Vidéo de 9 minutes. 

 

“Ta peau”  est une vidéo collectant des instants de poses de 6 hommes qui ont accepté de participer à ce projet. Je leur ai demandé de poser pour moi et de m’envoyer leurs peaux via wetransfer. Ce projet frôle la question du désir mais surtout du corps et de la relation pendant l’arrêt du temps que nous venons de vivre. La peau oubliée, isolée, obligée pour certains, espérée pour d’autres. 

 

J’ai choisi des hommes avec qui je n’ai eu que des désirs avortées, en quelques sortes. Non assouvis, jamais dits. Ce que je leur ai demandé n’était pas simple. J’ai reçu 7 vidéos et à peu près autant de refus, les hommes qui ont acceptés sont des gens que je connais bien. Ce sont des hommes qui m’ont appréciée. C’est la première fois que je les vois nus sauf un qui est en fait la personne que j’ai aimé en premier. 

En offrant leurs peaux, ils offrent à l’observateur une certaine fragilité. Ils gigotent, sont mal à l’aise, gesticulent, se crispent, se placent pour se trouver beaux. C’est peut-être parce qu’ils me connaissent qu’ils ont pu être sincères et c’est cela que l’histoire partagée impulse. Ensuite, il y a le filtre de l’oeuvre. Le « sur un drap », « enlève la musique « … Ce filtre protège tout le monde. Mais si chaque protagoniste participe en honnêteté, en ayant bien compris le sujet, alors le spectateur est emporté. La sincérité est plus que palpable par les yeux, elle émane jusqu’au corps. 

Ce qui est touchant c’est leur mot d’envoi « Prends en soin » « Pour toi » « Je ne l’ai pas dit à … »  » Ayé » « Voilà ». J’aime quand les êtres humains ne sont plus qu’eux. 

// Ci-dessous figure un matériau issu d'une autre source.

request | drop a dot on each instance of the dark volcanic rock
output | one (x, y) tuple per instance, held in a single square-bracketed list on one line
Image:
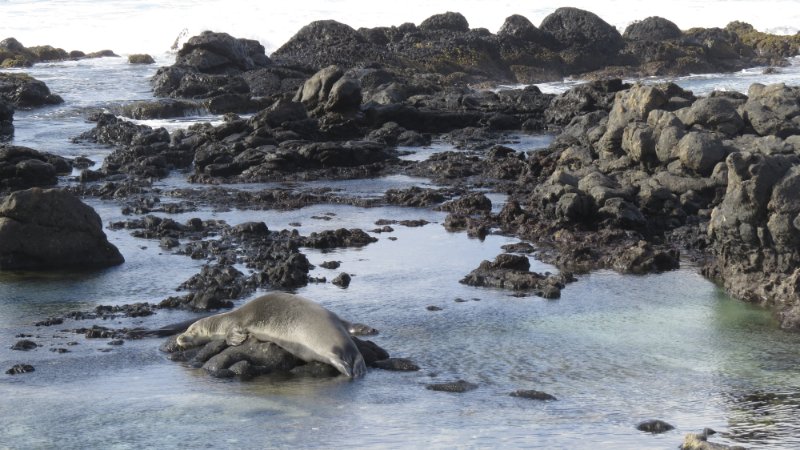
[(326, 42), (532, 395), (448, 21), (591, 43), (22, 167), (458, 387), (654, 426), (212, 52), (510, 271), (519, 27), (24, 345), (19, 369), (338, 238), (50, 229), (652, 29), (755, 233), (140, 150), (24, 91), (342, 280), (141, 58), (6, 120)]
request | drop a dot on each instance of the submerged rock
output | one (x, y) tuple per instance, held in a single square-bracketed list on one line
[(19, 369), (24, 345), (458, 387), (24, 91), (22, 167), (140, 58), (533, 395), (509, 271), (654, 426)]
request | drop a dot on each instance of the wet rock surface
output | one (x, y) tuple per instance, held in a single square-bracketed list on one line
[(512, 272), (24, 91), (18, 369), (15, 55), (533, 395), (51, 229), (654, 426), (22, 167), (458, 387)]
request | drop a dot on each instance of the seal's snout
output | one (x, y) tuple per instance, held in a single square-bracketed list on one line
[(183, 341)]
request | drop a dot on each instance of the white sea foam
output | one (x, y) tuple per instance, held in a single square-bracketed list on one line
[(131, 26)]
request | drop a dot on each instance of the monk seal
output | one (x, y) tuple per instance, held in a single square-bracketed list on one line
[(297, 324)]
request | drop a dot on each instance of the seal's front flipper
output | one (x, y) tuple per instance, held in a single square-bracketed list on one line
[(236, 336)]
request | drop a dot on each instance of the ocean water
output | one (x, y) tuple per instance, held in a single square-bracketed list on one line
[(136, 26), (615, 350)]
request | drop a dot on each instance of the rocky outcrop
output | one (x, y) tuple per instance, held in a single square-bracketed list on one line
[(226, 72), (22, 167), (754, 230), (652, 29), (388, 62), (139, 149), (6, 120), (141, 58), (512, 272), (14, 54), (50, 229), (24, 91)]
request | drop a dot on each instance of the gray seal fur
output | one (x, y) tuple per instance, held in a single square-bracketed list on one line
[(298, 325)]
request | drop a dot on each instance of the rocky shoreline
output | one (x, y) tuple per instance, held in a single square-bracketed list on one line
[(637, 175), (638, 178)]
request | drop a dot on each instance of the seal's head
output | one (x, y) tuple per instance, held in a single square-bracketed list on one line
[(195, 335)]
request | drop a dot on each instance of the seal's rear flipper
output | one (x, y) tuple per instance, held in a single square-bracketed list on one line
[(236, 336)]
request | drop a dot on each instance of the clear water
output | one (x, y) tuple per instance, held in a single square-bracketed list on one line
[(614, 350)]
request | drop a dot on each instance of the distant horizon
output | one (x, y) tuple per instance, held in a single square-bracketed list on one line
[(152, 26)]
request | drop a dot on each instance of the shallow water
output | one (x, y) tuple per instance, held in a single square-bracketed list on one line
[(614, 350)]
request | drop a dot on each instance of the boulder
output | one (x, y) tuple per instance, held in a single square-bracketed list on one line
[(449, 21), (44, 229), (700, 152), (574, 27), (582, 99), (316, 90), (24, 91), (22, 167), (213, 53), (639, 143), (773, 110), (6, 120), (327, 42), (509, 271), (630, 105), (652, 29), (714, 114), (519, 27), (140, 58)]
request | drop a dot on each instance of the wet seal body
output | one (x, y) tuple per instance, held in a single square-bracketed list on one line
[(297, 324)]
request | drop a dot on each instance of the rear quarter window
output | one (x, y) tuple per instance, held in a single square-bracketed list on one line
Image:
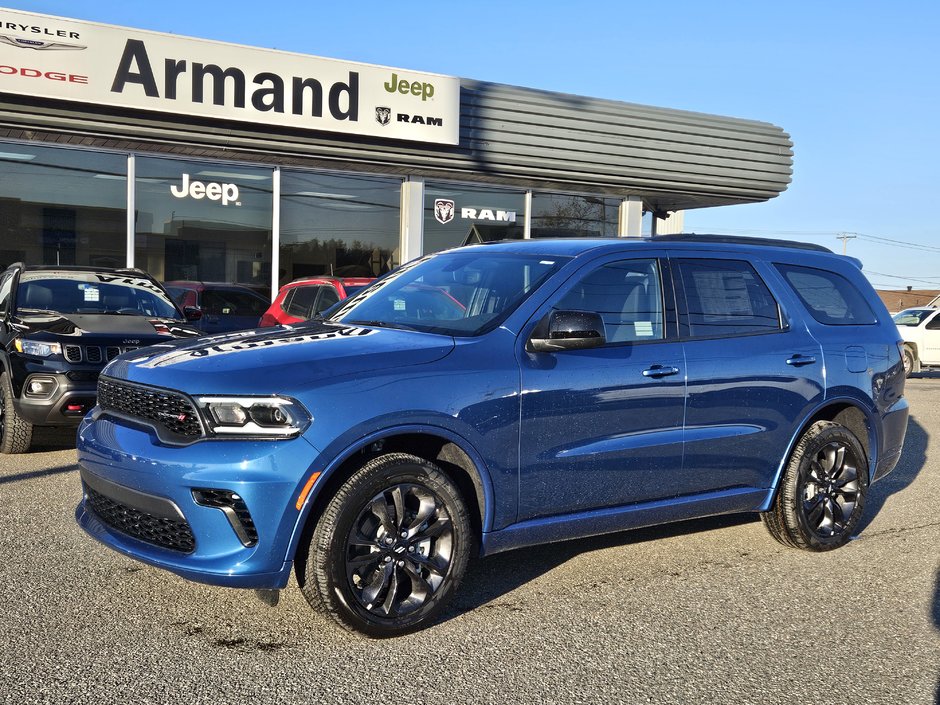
[(829, 297)]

Quand ils m’envoient leur vidéo, ils m’envoient ensuite le même message  » ça va ? ». 

ça me fait tellement sourire. Les gens sont d’une grande fragilité. Je réponds toujours que oui. Parce que cette délicatesse du « ça va ? « , anxiété jusqu’au bout, m’est familière et reposante.”*

* Extrait d’une conversation virtuelle entretenue avec un inconnu du 15 Avril au 16 Mai 2020. Parution à venir. 

 

Cette vidéo me permet de continuer mes recherches. 

J’ai décidé de continuer ma recherche sur le kairos, un kairos collectif, vécu individuellement, lié et séparé, à travers la recherche sur les matières-lumières. 

Le motif du drapé est annonciateur de réflexions diverses que je formalise. Il apparait dans divers projets à venir. 

Il est à la fois ce qui me coupe de l’extérieur, accroché à une tringle, mon rideau empêche l’autre de l’observer. Je devais mettre un rideau à la fenêtre de mon salon. J’ai abandonné car j’aime maintenant savoir que mes voisins me voient, veillent sur moi en quelques sortes. L’espace intime devenu roi donne envie de le partager.

Le tissu drapé cache quelques choses, historiquement. Cache le corps, qui a été si absent dans cette période de temps solitaire. Y-a-t-il une personne en dessous de ce drap? Le drap cache les parties, certaines parties. Cache un corps qui joue? Qui jouit? Qui Meurt?